Hospital recruitment of primary-care physicians - partly driven by Medicare's shift toward team-based "accountable care organizations" and partly by hospitals' own desire to control their referral base - is one factor in the shift. Another is a change in the mindset of independent practitioners, who once eschewed institutional employment but are now warming up to the idea, according to research by Accenture.
In fact, by 2013, less than 33 percent of physician employment will occur in private practice, according to Accenture. That's a significant drop from 57 percent in 2000.
Income stability, more predictable hours, relief from administrative responsibilities, and greater access to healthcare IT tools is being seen by many doctors as more important than independence from a corporate master, according to Accenture.
Cancer Deaths Higher in U.K.
Why are British prostate cancer patients more likely than their American counterparts to die of the disease?
Medical policy leaders in both countries are faced with that question after U.K. research, released in June, revealed significantly higher death rates from prostate cancer in the U.K. Researchers say the British findings challenge the notion that prostate cancer is a disease that men die "with" rather than "from." Researchers followed more than 50,000 prostate cancer patients from the Thames Cancer Registry between 1996 and 2007, and found that about half of those who died during that period died of prostate cancer, which researchers said was "an important cause of death in all subgroups, including those treated with curative intent and older men."

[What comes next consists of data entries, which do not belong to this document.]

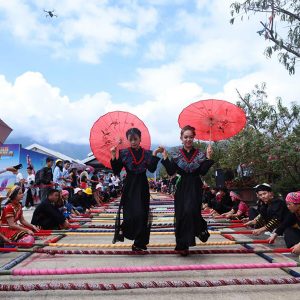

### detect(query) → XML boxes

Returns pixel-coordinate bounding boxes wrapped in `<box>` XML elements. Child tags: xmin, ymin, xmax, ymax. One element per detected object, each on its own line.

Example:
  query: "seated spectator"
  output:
<box><xmin>69</xmin><ymin>188</ymin><xmax>85</xmax><ymax>213</ymax></box>
<box><xmin>245</xmin><ymin>183</ymin><xmax>288</xmax><ymax>235</ymax></box>
<box><xmin>31</xmin><ymin>189</ymin><xmax>69</xmax><ymax>230</ymax></box>
<box><xmin>83</xmin><ymin>187</ymin><xmax>97</xmax><ymax>209</ymax></box>
<box><xmin>269</xmin><ymin>191</ymin><xmax>300</xmax><ymax>254</ymax></box>
<box><xmin>0</xmin><ymin>185</ymin><xmax>38</xmax><ymax>243</ymax></box>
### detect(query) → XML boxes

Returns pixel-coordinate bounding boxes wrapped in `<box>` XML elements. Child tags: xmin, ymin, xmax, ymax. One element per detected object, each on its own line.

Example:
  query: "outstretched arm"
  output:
<box><xmin>110</xmin><ymin>147</ymin><xmax>123</xmax><ymax>175</ymax></box>
<box><xmin>161</xmin><ymin>149</ymin><xmax>177</xmax><ymax>176</ymax></box>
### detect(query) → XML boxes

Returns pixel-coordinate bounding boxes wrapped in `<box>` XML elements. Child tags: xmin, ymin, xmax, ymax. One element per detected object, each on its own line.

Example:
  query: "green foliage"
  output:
<box><xmin>217</xmin><ymin>84</ymin><xmax>300</xmax><ymax>193</ymax></box>
<box><xmin>230</xmin><ymin>0</ymin><xmax>300</xmax><ymax>74</ymax></box>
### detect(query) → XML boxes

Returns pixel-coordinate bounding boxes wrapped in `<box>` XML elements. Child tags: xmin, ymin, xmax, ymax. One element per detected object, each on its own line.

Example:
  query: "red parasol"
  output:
<box><xmin>90</xmin><ymin>111</ymin><xmax>151</xmax><ymax>168</ymax></box>
<box><xmin>178</xmin><ymin>99</ymin><xmax>246</xmax><ymax>141</ymax></box>
<box><xmin>0</xmin><ymin>119</ymin><xmax>12</xmax><ymax>145</ymax></box>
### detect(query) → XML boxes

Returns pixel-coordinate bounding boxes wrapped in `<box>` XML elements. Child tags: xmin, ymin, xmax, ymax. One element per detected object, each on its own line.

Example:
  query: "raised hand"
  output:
<box><xmin>110</xmin><ymin>146</ymin><xmax>117</xmax><ymax>159</ymax></box>
<box><xmin>206</xmin><ymin>144</ymin><xmax>213</xmax><ymax>159</ymax></box>
<box><xmin>153</xmin><ymin>146</ymin><xmax>165</xmax><ymax>156</ymax></box>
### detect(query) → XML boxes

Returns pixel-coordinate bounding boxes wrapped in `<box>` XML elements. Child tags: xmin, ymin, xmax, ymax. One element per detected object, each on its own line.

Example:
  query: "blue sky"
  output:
<box><xmin>0</xmin><ymin>0</ymin><xmax>300</xmax><ymax>145</ymax></box>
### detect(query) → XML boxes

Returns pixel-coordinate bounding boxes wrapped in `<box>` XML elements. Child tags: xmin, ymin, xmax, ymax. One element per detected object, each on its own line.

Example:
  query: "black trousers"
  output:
<box><xmin>284</xmin><ymin>227</ymin><xmax>300</xmax><ymax>248</ymax></box>
<box><xmin>25</xmin><ymin>188</ymin><xmax>34</xmax><ymax>207</ymax></box>
<box><xmin>249</xmin><ymin>207</ymin><xmax>259</xmax><ymax>220</ymax></box>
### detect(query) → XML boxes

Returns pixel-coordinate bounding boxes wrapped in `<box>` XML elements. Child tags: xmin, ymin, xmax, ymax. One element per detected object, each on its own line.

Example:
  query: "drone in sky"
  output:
<box><xmin>44</xmin><ymin>9</ymin><xmax>57</xmax><ymax>18</ymax></box>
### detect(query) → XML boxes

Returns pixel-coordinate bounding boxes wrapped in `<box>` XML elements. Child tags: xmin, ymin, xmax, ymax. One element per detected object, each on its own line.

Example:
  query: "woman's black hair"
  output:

About 20,000 men in the cohort died during the study period. That works out to a prostate cancer death rate of about 20 percent, which is actually lower than the 27 percent death rate based on 2008 Cancer Research U.K. data. Either number is considerably higher than the 15 percent prostate cancer death rate in the United States, as reported by the American Cancer Society. Experts cited the higher rate of PSA testing of asymptomatic men in the United States than in the U.K. as the key reason for the death rate difference.

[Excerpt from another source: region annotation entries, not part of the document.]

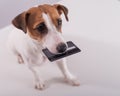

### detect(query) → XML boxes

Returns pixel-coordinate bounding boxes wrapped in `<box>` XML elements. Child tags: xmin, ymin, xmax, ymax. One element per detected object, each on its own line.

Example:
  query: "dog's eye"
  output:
<box><xmin>57</xmin><ymin>18</ymin><xmax>62</xmax><ymax>26</ymax></box>
<box><xmin>36</xmin><ymin>22</ymin><xmax>47</xmax><ymax>32</ymax></box>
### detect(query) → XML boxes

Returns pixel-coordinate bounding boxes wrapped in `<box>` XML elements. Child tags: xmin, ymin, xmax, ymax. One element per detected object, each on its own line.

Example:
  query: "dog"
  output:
<box><xmin>7</xmin><ymin>4</ymin><xmax>80</xmax><ymax>90</ymax></box>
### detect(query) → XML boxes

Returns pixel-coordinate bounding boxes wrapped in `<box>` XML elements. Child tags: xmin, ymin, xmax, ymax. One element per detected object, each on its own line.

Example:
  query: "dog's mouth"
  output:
<box><xmin>42</xmin><ymin>41</ymin><xmax>81</xmax><ymax>62</ymax></box>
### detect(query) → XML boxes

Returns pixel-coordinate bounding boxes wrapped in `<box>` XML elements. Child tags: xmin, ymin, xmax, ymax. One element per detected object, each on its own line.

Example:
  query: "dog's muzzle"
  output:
<box><xmin>56</xmin><ymin>43</ymin><xmax>67</xmax><ymax>53</ymax></box>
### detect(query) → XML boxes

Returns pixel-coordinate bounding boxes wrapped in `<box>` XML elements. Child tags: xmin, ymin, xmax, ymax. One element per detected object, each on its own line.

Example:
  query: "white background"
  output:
<box><xmin>0</xmin><ymin>0</ymin><xmax>120</xmax><ymax>96</ymax></box>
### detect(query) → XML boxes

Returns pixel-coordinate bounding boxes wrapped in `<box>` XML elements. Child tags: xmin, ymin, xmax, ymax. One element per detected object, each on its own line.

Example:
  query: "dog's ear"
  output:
<box><xmin>12</xmin><ymin>12</ymin><xmax>29</xmax><ymax>33</ymax></box>
<box><xmin>53</xmin><ymin>4</ymin><xmax>69</xmax><ymax>21</ymax></box>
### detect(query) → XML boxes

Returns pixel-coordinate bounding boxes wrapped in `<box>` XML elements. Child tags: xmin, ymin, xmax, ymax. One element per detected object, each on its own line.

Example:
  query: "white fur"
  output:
<box><xmin>7</xmin><ymin>14</ymin><xmax>79</xmax><ymax>89</ymax></box>
<box><xmin>43</xmin><ymin>13</ymin><xmax>65</xmax><ymax>53</ymax></box>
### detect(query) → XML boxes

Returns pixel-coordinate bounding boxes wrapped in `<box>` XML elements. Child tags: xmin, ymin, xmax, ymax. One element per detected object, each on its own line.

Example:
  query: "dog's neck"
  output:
<box><xmin>26</xmin><ymin>33</ymin><xmax>43</xmax><ymax>52</ymax></box>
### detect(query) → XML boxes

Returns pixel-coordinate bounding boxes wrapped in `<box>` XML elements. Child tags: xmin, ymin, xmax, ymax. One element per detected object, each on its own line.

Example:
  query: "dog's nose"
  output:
<box><xmin>56</xmin><ymin>43</ymin><xmax>67</xmax><ymax>53</ymax></box>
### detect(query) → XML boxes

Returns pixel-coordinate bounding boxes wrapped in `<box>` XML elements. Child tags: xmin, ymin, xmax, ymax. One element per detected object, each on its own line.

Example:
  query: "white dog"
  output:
<box><xmin>8</xmin><ymin>4</ymin><xmax>80</xmax><ymax>89</ymax></box>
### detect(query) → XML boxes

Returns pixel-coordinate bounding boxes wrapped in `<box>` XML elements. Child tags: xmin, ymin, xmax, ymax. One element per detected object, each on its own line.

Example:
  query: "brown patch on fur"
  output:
<box><xmin>12</xmin><ymin>4</ymin><xmax>68</xmax><ymax>41</ymax></box>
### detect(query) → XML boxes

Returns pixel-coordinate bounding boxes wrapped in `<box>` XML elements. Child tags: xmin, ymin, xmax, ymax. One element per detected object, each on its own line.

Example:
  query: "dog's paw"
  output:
<box><xmin>65</xmin><ymin>78</ymin><xmax>80</xmax><ymax>86</ymax></box>
<box><xmin>35</xmin><ymin>82</ymin><xmax>45</xmax><ymax>90</ymax></box>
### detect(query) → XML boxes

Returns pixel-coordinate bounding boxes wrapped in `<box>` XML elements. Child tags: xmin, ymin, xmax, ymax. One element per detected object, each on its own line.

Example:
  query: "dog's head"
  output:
<box><xmin>12</xmin><ymin>4</ymin><xmax>68</xmax><ymax>53</ymax></box>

"I would rather have the potential - and I emphasize the potential - for overtreating than swing the other way and lose all of these patients to a disease that is curable," Brantley Thrasher, a urologist in Kansas City and a spokesman for American Urological Association told Medscape Medical News.
Have you ever wondered what's going on in your belly button, on a microbiological level? Well, your wait may soon be over: Researchers at publicly funded universities are at last being set loose to study the mysteries of the human belly button. The Belly Button Biodiversity Project at North Carolina State University has begun examining microbial ecosystems of our navels. "Each person's microbial jungle is so rich, colorful, and dynamic that in all likelihood your body hosts species that no scientist has ever studied," says the Belly Button Biodiversity Project. "Your navel may well be one of the last biological frontiers." If you're wondering what weird stuff they've already discovered growing on people, check www.wildlifeofyourbody.org.
Median 2010 income:
$189,402: Family Physicians
Source: Medical Group Management Association
"It's like they own a car, but they're stuck in first gear. They have good intentions but then they buy [an EHR] and get frustrated."
Marion Jenkins, healthcare IT consultant
"Health systems such as ours have all of a sudden realized that we want to get involved with primary-care physicians, which is new."
Gaurov Dayal, chief medical officer for Adventist HealthCare, a hospital system in suburban Washington, D.C., on the trend of health systems employing more primary-care doctors, in The Washington Post.